Session 3: Food as Medicine
Between dietary interventions that promise to help reverse the onset of NCDs like obesity and a rejection of ‘diets’ in favour of wellness maintenance and body positive weight management, a more nuanced understanding of the relationship between diet and health is coming to shape consumer attitudes to food – and the innovation strategies of the brands that serve them. But, looking beyond the hype, what ingredients and strategies are truly delivering in this area? And how can the benefits be communicated?
Session 4: How Tech is Transforming Wellness and Diet
Digital technological developments are having a profound impact on what we eat. From digital apps that promise personalised dietary advice and consultation, to AI that can help reformulate products further and faster, we’ll analyse what the digital revolution means for positive nutrition and population health.
Session 5: Lifecycle Nutrition
The nutrients we need change dramatically as we age. From tot to teen, zoomers to boomers, our bodies need very different diets to support wellness. What innovation opportunities does the deepening understanding of lifecycle nutrition offer and how can the food industry meet the segmented needs of the mass market?
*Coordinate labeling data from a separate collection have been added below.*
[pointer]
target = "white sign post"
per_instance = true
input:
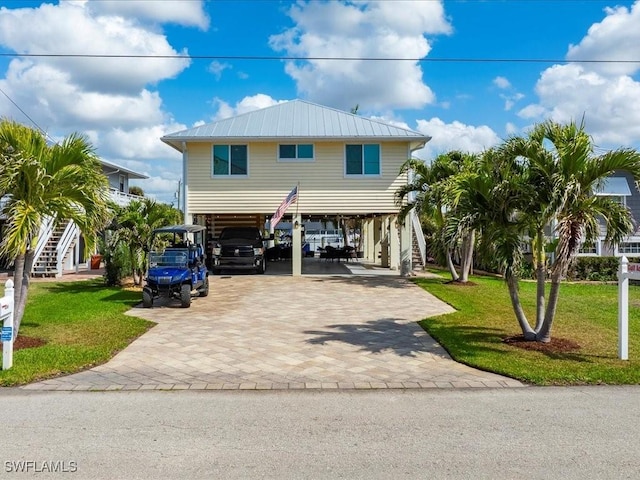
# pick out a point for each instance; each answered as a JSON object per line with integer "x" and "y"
{"x": 623, "y": 308}
{"x": 6, "y": 316}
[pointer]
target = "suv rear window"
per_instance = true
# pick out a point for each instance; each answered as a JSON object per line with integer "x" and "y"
{"x": 246, "y": 233}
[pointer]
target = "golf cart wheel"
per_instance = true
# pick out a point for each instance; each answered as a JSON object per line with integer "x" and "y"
{"x": 147, "y": 298}
{"x": 185, "y": 295}
{"x": 204, "y": 290}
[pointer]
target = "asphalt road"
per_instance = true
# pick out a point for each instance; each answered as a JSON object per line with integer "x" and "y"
{"x": 525, "y": 433}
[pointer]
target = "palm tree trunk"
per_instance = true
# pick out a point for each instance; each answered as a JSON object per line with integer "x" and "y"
{"x": 467, "y": 256}
{"x": 452, "y": 267}
{"x": 527, "y": 331}
{"x": 540, "y": 278}
{"x": 544, "y": 333}
{"x": 22, "y": 271}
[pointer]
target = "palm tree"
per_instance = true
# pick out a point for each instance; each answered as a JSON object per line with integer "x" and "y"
{"x": 62, "y": 182}
{"x": 133, "y": 228}
{"x": 575, "y": 174}
{"x": 551, "y": 175}
{"x": 491, "y": 199}
{"x": 430, "y": 184}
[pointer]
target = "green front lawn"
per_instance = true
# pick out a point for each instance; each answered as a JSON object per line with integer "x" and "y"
{"x": 82, "y": 323}
{"x": 587, "y": 314}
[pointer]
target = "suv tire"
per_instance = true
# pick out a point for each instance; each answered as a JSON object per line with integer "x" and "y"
{"x": 185, "y": 295}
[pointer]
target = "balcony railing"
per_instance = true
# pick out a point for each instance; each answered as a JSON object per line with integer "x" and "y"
{"x": 122, "y": 199}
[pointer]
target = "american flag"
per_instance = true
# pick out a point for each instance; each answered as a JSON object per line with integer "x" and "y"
{"x": 291, "y": 198}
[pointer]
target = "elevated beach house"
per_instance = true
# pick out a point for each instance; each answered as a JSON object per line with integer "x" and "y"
{"x": 237, "y": 171}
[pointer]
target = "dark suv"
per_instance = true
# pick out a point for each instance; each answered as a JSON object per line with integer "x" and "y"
{"x": 239, "y": 248}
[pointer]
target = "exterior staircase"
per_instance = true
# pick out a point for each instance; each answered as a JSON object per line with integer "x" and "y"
{"x": 416, "y": 257}
{"x": 49, "y": 262}
{"x": 418, "y": 244}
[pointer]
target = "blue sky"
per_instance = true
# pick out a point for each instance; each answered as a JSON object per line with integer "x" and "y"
{"x": 455, "y": 87}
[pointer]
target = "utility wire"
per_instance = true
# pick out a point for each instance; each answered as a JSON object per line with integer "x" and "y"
{"x": 27, "y": 115}
{"x": 341, "y": 59}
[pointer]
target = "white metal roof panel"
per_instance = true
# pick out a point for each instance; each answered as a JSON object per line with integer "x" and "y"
{"x": 297, "y": 119}
{"x": 615, "y": 186}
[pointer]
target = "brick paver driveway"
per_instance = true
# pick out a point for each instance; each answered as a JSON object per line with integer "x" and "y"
{"x": 269, "y": 332}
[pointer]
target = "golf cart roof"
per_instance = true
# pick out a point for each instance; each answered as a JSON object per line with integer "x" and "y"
{"x": 180, "y": 229}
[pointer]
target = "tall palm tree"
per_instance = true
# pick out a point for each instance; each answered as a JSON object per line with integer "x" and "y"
{"x": 430, "y": 186}
{"x": 63, "y": 182}
{"x": 550, "y": 175}
{"x": 575, "y": 174}
{"x": 491, "y": 199}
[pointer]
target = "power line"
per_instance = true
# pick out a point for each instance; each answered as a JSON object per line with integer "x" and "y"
{"x": 341, "y": 59}
{"x": 27, "y": 115}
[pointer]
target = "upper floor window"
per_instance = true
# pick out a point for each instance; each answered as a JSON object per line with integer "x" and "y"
{"x": 292, "y": 152}
{"x": 230, "y": 160}
{"x": 629, "y": 248}
{"x": 362, "y": 159}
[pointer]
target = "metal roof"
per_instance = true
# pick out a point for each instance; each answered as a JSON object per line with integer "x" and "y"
{"x": 295, "y": 120}
{"x": 119, "y": 168}
{"x": 180, "y": 229}
{"x": 614, "y": 186}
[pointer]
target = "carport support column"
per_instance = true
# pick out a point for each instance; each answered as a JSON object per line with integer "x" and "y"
{"x": 394, "y": 243}
{"x": 296, "y": 246}
{"x": 406, "y": 247}
{"x": 184, "y": 195}
{"x": 369, "y": 240}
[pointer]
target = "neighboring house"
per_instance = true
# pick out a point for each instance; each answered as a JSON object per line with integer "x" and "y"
{"x": 62, "y": 249}
{"x": 238, "y": 171}
{"x": 621, "y": 187}
{"x": 119, "y": 182}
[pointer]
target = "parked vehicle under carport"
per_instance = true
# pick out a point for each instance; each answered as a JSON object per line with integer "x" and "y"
{"x": 239, "y": 248}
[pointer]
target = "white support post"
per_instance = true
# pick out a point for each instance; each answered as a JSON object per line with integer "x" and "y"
{"x": 623, "y": 309}
{"x": 296, "y": 246}
{"x": 6, "y": 314}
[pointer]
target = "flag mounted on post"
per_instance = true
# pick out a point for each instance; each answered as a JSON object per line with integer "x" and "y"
{"x": 291, "y": 198}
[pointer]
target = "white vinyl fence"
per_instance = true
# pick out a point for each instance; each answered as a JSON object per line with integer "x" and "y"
{"x": 6, "y": 318}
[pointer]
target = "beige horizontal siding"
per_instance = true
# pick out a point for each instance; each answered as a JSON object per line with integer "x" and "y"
{"x": 324, "y": 189}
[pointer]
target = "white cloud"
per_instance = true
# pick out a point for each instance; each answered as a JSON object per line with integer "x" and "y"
{"x": 454, "y": 136}
{"x": 54, "y": 100}
{"x": 615, "y": 38}
{"x": 187, "y": 13}
{"x": 510, "y": 100}
{"x": 247, "y": 104}
{"x": 610, "y": 106}
{"x": 502, "y": 82}
{"x": 510, "y": 128}
{"x": 362, "y": 30}
{"x": 112, "y": 101}
{"x": 141, "y": 143}
{"x": 70, "y": 28}
{"x": 216, "y": 68}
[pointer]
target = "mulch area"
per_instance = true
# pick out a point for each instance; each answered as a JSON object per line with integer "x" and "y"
{"x": 556, "y": 345}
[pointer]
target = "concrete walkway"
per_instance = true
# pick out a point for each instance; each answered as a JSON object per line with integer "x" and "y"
{"x": 283, "y": 332}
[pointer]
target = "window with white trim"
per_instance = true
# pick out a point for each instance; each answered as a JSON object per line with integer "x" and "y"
{"x": 230, "y": 160}
{"x": 588, "y": 249}
{"x": 362, "y": 159}
{"x": 629, "y": 248}
{"x": 295, "y": 152}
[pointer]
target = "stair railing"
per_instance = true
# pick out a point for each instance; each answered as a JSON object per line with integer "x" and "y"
{"x": 46, "y": 230}
{"x": 66, "y": 241}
Positive Nutrition will bring together stakeholders from industry, academia and civil society to profile the latest in nutritional science and discuss why good food is good business. Alongside the informative and interactive content programme, the three-day event will be packed with quality networking opportunities for you to connect with your peers and discuss the innovation opportunity presented by healthy innovation for the mass market.